Tudo em Adriana se assemelha ao ocorrido há anos. Ela mal está dando
conta. A tristeza, a vergonha, a culpa. E nada disso é culpa dela. É o destino.
A palavra em que tantas pessoas neste mundo em que vivemos acredita.
— Não sei o que fazer. Eu tinha toda a intenção de contar tudo a ela
ontem à noite. Caramba, até levei o arquivo comigo para que ela pudesse lê-
lo, porque eu não tinha certeza se conseguiria contar como a minha ganância
quase custou sua vida. Ela está tão arrasada com tudo o que aconteceu que
tenho medo de que ela não consiga lidar com mais isso. — Nunca acreditei
no destino. Não até que ela se mudou para cá. Eu costumava acreditar em um
amor tão poderoso que não podia ser interrompido, não importava o quanto
uma pessoa tentasse. Não importava quantos obstáculos fossem lançados em
seu caminho. O amor sempre encontra um jeito. Só que não tenho mais tanta
certeza disso. Essa coisa toda é um enigma cheio de confusão. Eu só preciso
recuperá-la.
— Cara, quantas vezes tenho que te dizer que não era ganância? Você só
estava fazendo seu trabalho e, por acaso, estava no lugar errado, na hora
errada. Você está aí dizendo que não acha que ela pode lidar com isso. Já me
disse essa merda antes. Não acreditei e continuo não acreditando. Já pensou
que talvez seja o que ela precisa? Para que vocês dois possam voltar a ser as
pessoas que eram antes? Durante anos, você me disse o quanto ela era forte,
como apesar de tudo a vida não conseguiu derrubá-la. Ela ainda está de pé e
está bem no seu quintal, Blake. O que é que você está esperando?

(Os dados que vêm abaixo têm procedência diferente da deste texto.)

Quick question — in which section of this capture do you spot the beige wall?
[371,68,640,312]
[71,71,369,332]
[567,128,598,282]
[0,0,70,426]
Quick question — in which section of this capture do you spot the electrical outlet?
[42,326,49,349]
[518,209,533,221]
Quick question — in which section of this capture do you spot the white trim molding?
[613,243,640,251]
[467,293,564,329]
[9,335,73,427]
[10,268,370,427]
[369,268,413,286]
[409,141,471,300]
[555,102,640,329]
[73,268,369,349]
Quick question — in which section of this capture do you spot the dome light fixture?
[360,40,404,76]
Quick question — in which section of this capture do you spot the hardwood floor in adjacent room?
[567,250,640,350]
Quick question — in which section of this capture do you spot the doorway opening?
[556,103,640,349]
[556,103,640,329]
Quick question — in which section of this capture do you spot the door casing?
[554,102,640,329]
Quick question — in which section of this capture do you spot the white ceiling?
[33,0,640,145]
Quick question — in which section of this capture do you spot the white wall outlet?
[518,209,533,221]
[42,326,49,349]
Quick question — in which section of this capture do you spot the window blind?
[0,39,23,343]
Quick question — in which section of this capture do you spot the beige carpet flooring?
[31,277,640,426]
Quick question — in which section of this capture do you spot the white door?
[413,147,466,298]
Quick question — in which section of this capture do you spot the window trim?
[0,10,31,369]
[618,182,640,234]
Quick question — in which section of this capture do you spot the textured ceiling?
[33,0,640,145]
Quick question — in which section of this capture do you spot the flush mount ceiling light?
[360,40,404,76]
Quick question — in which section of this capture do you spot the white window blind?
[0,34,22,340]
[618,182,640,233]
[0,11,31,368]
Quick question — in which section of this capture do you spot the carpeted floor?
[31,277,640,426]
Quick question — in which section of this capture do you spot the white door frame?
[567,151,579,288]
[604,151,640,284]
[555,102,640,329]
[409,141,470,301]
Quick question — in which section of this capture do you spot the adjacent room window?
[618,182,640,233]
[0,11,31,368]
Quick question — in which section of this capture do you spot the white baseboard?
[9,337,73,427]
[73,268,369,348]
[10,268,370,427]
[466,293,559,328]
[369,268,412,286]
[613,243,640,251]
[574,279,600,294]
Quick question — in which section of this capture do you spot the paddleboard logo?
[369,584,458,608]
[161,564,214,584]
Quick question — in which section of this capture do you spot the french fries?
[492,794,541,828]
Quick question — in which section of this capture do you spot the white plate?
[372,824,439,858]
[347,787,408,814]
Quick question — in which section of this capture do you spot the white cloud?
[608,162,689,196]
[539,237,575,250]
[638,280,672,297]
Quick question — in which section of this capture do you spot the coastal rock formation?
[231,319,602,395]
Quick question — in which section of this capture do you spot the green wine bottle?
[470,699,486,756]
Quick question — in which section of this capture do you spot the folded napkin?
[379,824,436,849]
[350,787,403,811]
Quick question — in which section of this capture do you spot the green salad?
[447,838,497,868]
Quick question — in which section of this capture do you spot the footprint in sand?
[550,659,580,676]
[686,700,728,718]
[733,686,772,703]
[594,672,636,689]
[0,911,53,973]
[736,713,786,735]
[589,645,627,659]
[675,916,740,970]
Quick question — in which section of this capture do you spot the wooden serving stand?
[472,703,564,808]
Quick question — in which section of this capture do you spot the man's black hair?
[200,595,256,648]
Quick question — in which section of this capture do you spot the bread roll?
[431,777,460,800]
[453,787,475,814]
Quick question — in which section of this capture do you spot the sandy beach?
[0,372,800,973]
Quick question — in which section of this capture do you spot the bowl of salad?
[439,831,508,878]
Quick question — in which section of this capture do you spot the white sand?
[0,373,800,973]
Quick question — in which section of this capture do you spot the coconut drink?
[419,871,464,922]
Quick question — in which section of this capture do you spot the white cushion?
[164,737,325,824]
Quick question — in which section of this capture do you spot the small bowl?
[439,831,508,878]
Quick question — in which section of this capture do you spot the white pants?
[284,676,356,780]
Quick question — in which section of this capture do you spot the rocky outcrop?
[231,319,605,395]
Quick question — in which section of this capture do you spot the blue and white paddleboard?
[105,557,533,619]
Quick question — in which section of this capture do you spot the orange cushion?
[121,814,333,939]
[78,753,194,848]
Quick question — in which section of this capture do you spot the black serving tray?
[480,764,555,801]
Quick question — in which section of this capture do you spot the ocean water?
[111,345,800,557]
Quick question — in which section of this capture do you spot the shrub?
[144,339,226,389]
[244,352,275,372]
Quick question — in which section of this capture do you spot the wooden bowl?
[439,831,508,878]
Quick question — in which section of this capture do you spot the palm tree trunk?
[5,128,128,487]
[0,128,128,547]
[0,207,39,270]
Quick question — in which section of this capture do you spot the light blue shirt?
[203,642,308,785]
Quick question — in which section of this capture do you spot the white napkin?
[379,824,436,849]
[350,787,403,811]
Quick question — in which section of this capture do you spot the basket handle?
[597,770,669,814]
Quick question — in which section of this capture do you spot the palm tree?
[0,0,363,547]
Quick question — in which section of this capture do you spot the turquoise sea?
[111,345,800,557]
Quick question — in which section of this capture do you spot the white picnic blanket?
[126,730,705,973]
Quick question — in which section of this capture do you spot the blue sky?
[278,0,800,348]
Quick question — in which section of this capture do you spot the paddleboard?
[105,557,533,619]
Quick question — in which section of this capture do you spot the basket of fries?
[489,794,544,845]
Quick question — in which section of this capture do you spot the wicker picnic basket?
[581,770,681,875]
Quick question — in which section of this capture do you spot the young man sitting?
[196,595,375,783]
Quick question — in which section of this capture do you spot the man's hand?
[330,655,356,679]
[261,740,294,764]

— Droga. Você não pode saber o que se passa na cabeça dela. Mas eu a
conheço. A Adriana se culpa por tudo de ruim que aconteceu com as pessoas
que ela ama. No dia em que fui embora, eu disse que não podia ficar em casa
e vê-la cuidar da irmã. Disse que estava me matando ver que Alexis a estava
consumindo quando isso não passava de uma mentira. Quanto mais Adriana
acreditava na irmã, mais eu a amava. Acabei com a minha esposa. Eu.
Adriana está escondida atrás das lentes. Do trabalho dela. Tudo por minha
causa! — Solto um rugido tão alto que meus ouvidos doem.

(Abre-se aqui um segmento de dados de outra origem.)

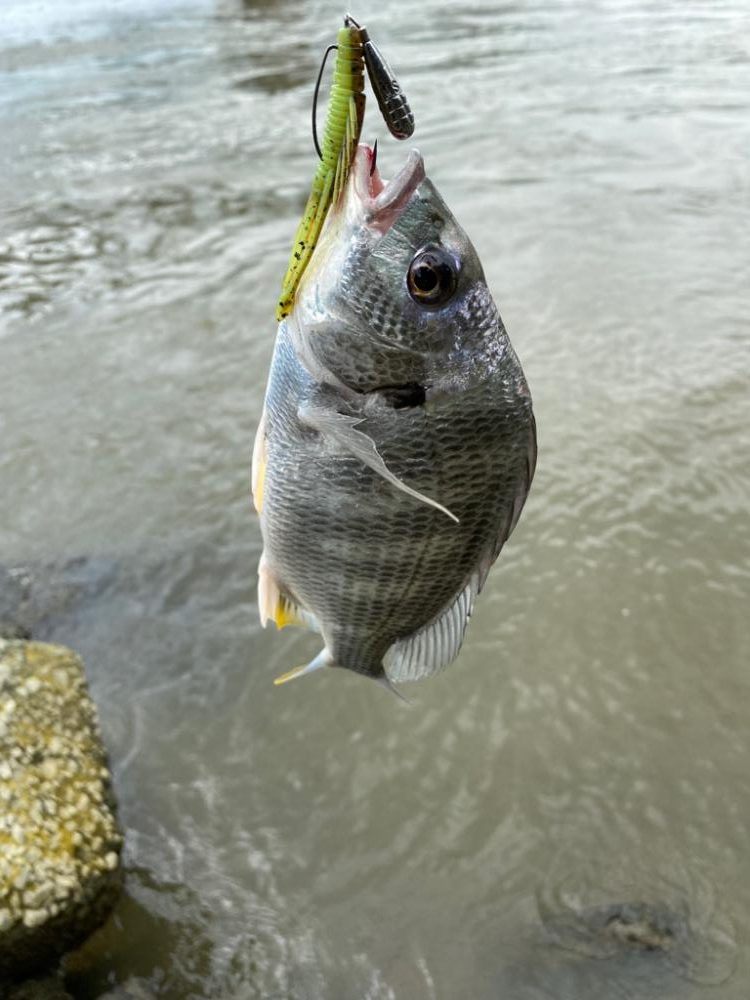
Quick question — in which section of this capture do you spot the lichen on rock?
[0,639,122,981]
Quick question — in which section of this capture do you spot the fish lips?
[350,143,425,233]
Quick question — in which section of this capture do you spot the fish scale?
[254,147,536,681]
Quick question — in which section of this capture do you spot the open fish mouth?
[351,143,425,233]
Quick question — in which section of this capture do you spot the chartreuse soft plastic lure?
[276,20,365,321]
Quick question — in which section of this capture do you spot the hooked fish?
[253,144,536,686]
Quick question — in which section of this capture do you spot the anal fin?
[383,573,480,682]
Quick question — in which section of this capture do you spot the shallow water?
[0,0,750,1000]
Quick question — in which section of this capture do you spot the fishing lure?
[276,24,365,322]
[346,14,414,139]
[276,14,414,322]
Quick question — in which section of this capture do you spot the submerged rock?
[0,639,122,980]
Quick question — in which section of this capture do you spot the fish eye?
[406,247,458,306]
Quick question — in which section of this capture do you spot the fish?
[252,143,537,690]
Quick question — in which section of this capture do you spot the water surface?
[0,0,750,1000]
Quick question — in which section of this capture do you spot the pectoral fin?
[299,406,458,524]
[251,406,266,514]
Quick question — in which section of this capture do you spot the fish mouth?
[351,143,425,233]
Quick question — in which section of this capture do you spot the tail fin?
[274,646,411,705]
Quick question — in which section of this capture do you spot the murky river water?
[0,0,750,1000]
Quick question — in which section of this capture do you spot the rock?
[0,639,122,980]
[8,976,73,1000]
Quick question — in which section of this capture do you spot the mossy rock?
[0,639,122,980]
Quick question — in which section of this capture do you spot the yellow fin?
[273,649,331,685]
[273,594,307,628]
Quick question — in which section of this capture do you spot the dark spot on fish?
[377,382,426,410]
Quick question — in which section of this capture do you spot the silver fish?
[253,145,536,686]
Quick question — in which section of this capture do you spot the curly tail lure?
[276,25,365,321]
[276,14,414,322]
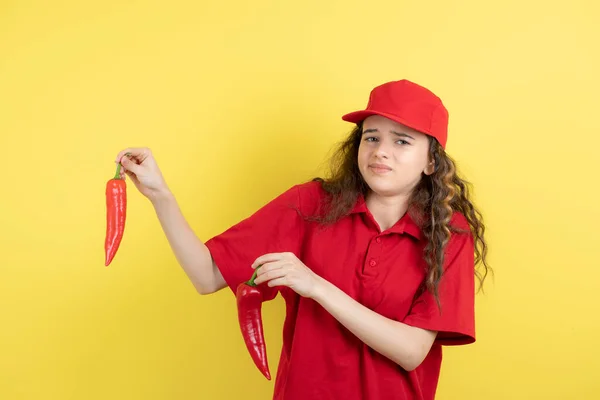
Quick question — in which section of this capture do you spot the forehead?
[363,115,425,136]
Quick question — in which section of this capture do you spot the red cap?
[342,79,448,148]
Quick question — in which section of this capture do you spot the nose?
[375,140,389,158]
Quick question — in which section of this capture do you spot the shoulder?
[270,181,326,213]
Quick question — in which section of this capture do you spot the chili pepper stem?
[113,163,121,179]
[246,266,260,286]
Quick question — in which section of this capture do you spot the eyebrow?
[363,128,415,140]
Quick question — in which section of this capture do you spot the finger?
[252,253,283,268]
[254,268,287,285]
[121,157,143,175]
[115,147,151,162]
[267,276,290,287]
[256,261,285,276]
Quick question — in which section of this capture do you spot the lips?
[369,163,392,172]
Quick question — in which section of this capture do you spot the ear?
[423,159,435,175]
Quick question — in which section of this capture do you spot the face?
[358,115,434,196]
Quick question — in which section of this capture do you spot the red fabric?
[342,79,449,148]
[206,182,475,400]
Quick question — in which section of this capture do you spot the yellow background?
[0,0,600,400]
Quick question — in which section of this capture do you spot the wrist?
[312,276,331,304]
[148,187,175,207]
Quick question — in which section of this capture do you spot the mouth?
[369,163,392,174]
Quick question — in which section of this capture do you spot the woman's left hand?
[252,253,323,298]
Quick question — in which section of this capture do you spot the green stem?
[246,267,258,286]
[114,162,121,179]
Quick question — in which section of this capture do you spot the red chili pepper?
[104,159,127,266]
[236,268,271,380]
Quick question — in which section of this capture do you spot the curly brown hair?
[311,123,491,306]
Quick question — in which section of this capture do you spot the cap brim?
[342,110,425,133]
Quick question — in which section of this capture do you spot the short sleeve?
[403,217,475,345]
[205,186,303,300]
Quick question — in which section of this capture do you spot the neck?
[365,191,409,231]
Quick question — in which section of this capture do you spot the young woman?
[116,80,488,400]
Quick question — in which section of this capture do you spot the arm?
[152,192,226,294]
[313,278,437,371]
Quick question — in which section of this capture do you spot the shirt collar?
[350,194,423,240]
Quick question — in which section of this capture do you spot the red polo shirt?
[206,182,475,400]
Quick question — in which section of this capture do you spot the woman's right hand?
[115,147,169,200]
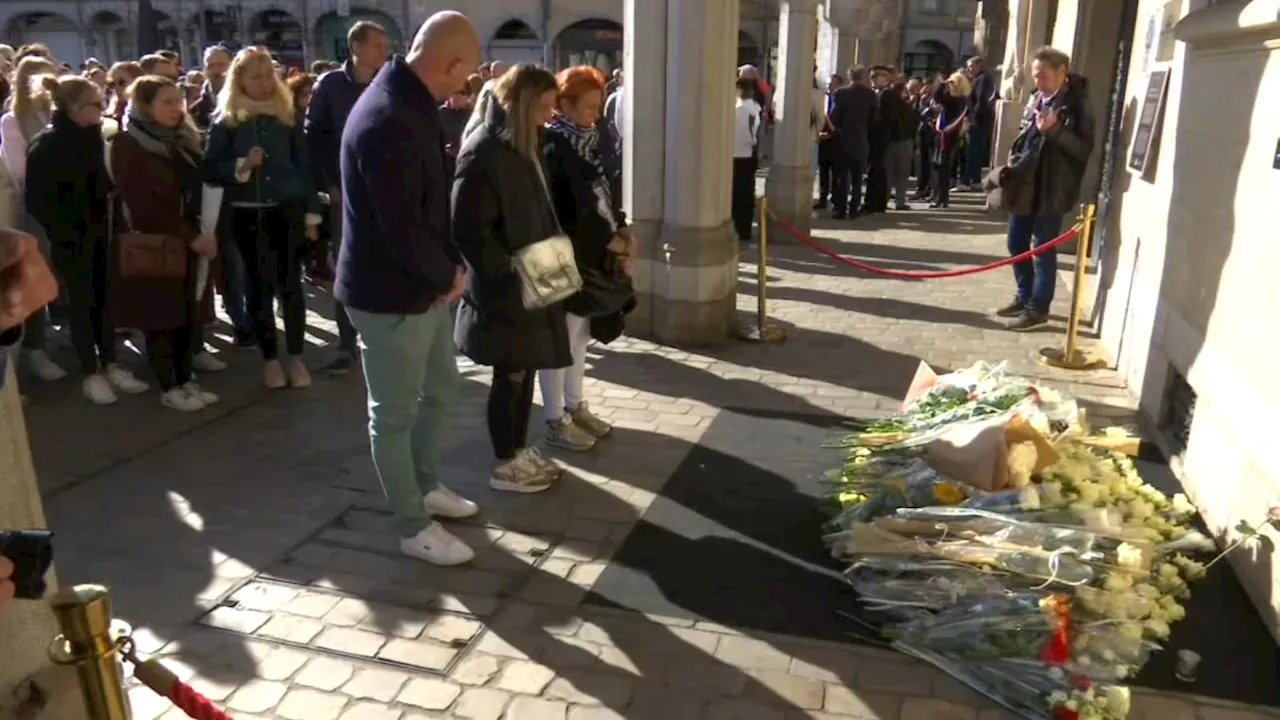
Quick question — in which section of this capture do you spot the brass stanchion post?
[1041,202,1106,370]
[49,584,132,720]
[739,195,787,345]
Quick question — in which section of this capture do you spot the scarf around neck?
[547,113,618,234]
[122,105,204,167]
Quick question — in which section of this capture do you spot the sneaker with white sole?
[547,415,595,452]
[191,350,227,373]
[489,448,554,493]
[401,523,476,566]
[81,374,119,405]
[518,447,564,480]
[422,486,480,520]
[182,382,221,406]
[160,387,205,413]
[22,350,67,382]
[568,402,613,439]
[102,365,151,395]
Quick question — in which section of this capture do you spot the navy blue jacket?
[201,115,320,213]
[333,55,462,315]
[306,60,369,191]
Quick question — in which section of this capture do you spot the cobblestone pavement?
[24,193,1275,720]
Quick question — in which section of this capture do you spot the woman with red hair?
[538,65,635,451]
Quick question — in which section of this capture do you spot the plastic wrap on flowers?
[827,364,1223,720]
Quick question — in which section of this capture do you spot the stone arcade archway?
[5,13,84,68]
[248,10,306,68]
[486,18,543,65]
[84,10,131,64]
[311,8,404,61]
[556,18,622,74]
[902,40,956,79]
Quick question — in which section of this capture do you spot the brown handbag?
[108,197,188,281]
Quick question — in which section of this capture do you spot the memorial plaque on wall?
[1129,68,1169,178]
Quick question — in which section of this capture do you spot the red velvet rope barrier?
[769,211,1080,281]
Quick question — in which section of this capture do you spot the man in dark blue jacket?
[334,12,480,565]
[305,20,390,375]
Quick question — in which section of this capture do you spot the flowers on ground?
[827,364,1233,720]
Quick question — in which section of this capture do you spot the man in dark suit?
[828,65,876,219]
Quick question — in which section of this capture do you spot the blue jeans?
[1009,214,1062,313]
[347,306,460,537]
[960,126,993,184]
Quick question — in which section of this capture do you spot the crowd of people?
[0,13,635,565]
[0,12,1093,565]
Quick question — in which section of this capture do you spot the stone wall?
[1102,0,1280,638]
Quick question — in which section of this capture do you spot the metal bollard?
[739,195,787,345]
[1039,204,1106,370]
[49,584,132,720]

— Bem, talvez você possa descobrir o que vai acontecer em breve. Há
rumores de que o Mason só fala nela na vinícola. — Paro de andar. A neve
pesada começa a cair como chuva. Estou afundando.
— Se ele tocar nela, eu o mato. — Hunter levanta as sobrancelhas. Nós
dois sabemos que palavras semelhantes saíram da minha boca há anos. É o
motivo de eu estar aqui com ele em primeiro lugar. Aquela noite vai me
assombrar pelo resto da vida. A imagem, o som, o cheiro de sangue que
cobria minha pele e roupas.
— Então faça algo com relação a isso, Blake. Sei que você está com
medo. Eu também estaria. Quanto mais você fica por aqui sentindo pena de si
mesmo, mais dá ao Mason ou a outra pessoa a oportunidade de conquistá-la.

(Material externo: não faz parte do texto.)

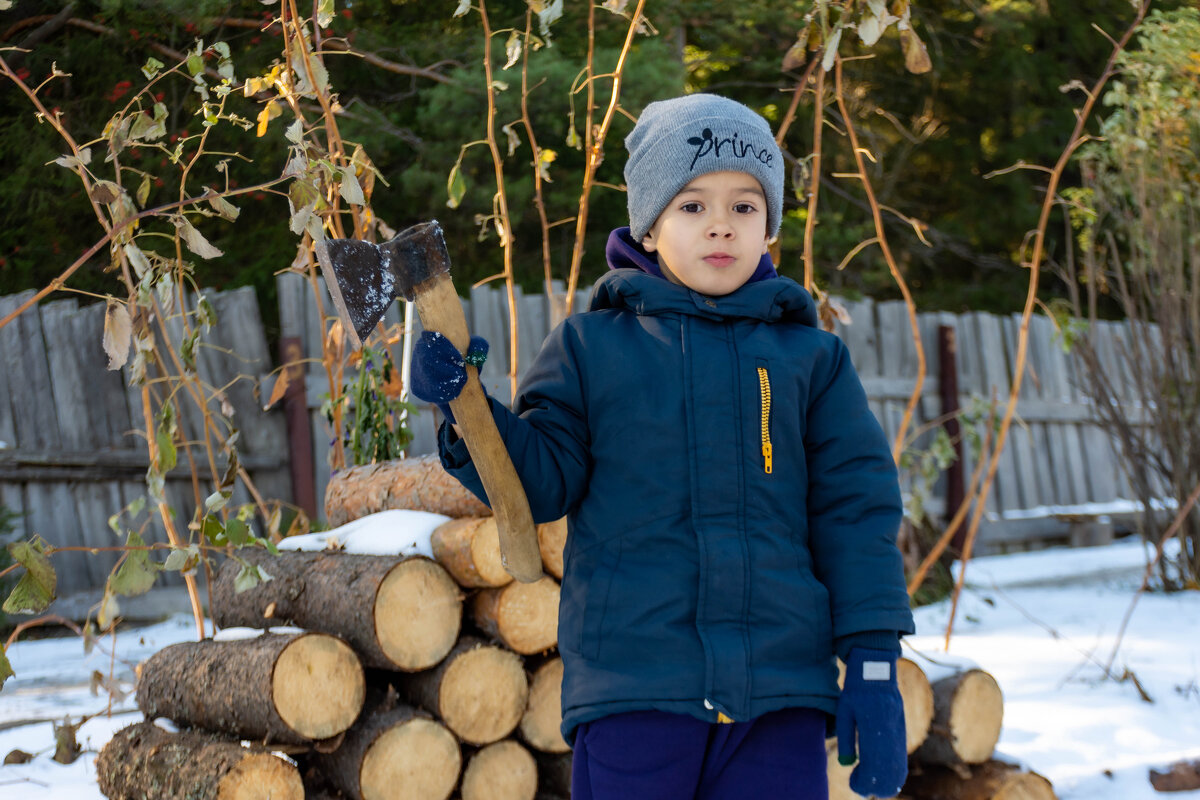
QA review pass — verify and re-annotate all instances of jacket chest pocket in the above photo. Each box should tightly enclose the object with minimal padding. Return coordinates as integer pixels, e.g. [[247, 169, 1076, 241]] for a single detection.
[[755, 359, 774, 475]]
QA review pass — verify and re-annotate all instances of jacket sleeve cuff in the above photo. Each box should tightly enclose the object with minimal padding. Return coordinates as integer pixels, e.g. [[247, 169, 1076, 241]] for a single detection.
[[835, 631, 900, 662]]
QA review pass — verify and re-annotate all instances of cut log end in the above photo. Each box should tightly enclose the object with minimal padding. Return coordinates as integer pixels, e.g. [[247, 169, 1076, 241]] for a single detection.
[[896, 658, 934, 754], [216, 753, 305, 800], [432, 517, 512, 589], [462, 739, 538, 800], [949, 669, 1004, 764], [914, 668, 1004, 768], [374, 558, 462, 672], [538, 517, 566, 581], [438, 645, 529, 745], [359, 717, 462, 800], [474, 577, 559, 655], [521, 658, 570, 753], [271, 633, 366, 739]]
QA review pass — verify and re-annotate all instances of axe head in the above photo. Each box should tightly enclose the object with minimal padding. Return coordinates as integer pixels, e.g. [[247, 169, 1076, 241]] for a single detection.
[[316, 221, 450, 349]]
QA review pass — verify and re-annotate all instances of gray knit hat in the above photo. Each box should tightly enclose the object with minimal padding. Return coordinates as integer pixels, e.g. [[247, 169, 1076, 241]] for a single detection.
[[625, 95, 784, 241]]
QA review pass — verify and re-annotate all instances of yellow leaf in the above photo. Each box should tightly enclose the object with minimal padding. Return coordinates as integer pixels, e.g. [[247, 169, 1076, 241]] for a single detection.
[[900, 29, 934, 76], [263, 367, 292, 411], [104, 300, 133, 369], [256, 100, 283, 137]]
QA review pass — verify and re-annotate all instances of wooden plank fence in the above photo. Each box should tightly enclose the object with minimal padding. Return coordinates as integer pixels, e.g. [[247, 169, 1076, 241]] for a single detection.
[[277, 273, 1161, 552], [0, 278, 1166, 609], [0, 288, 290, 600]]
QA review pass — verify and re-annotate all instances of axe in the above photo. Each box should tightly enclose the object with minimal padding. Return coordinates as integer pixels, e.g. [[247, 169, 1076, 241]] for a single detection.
[[316, 222, 541, 583]]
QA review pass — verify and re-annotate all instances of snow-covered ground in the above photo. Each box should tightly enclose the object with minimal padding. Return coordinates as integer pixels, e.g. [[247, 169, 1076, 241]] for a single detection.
[[0, 531, 1200, 800]]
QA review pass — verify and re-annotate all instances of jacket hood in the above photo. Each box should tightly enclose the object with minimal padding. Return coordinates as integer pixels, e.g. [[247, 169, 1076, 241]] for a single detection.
[[589, 228, 817, 327]]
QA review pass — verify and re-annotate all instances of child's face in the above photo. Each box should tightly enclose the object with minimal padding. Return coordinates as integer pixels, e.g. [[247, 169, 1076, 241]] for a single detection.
[[642, 172, 767, 297]]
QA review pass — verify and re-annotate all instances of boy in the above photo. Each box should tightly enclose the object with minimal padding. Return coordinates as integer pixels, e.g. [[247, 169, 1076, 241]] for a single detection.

Sei que ela está sentada no bar agora. — Suas últimas palavras me fazem
perder a racionalidade. Não consigo sequer pensar em outro homem tocando
minha esposa.
A noite passada e o dia de hoje pareceram mais longos do que os anos
em que estivemos separados. A raiva corre pelo meu corpo mais rápido do
que o fluido que escorre através de um funil. A culpa está me comendo vivo.
Suas palavras se tornam o ponto de ruptura da minha paciência.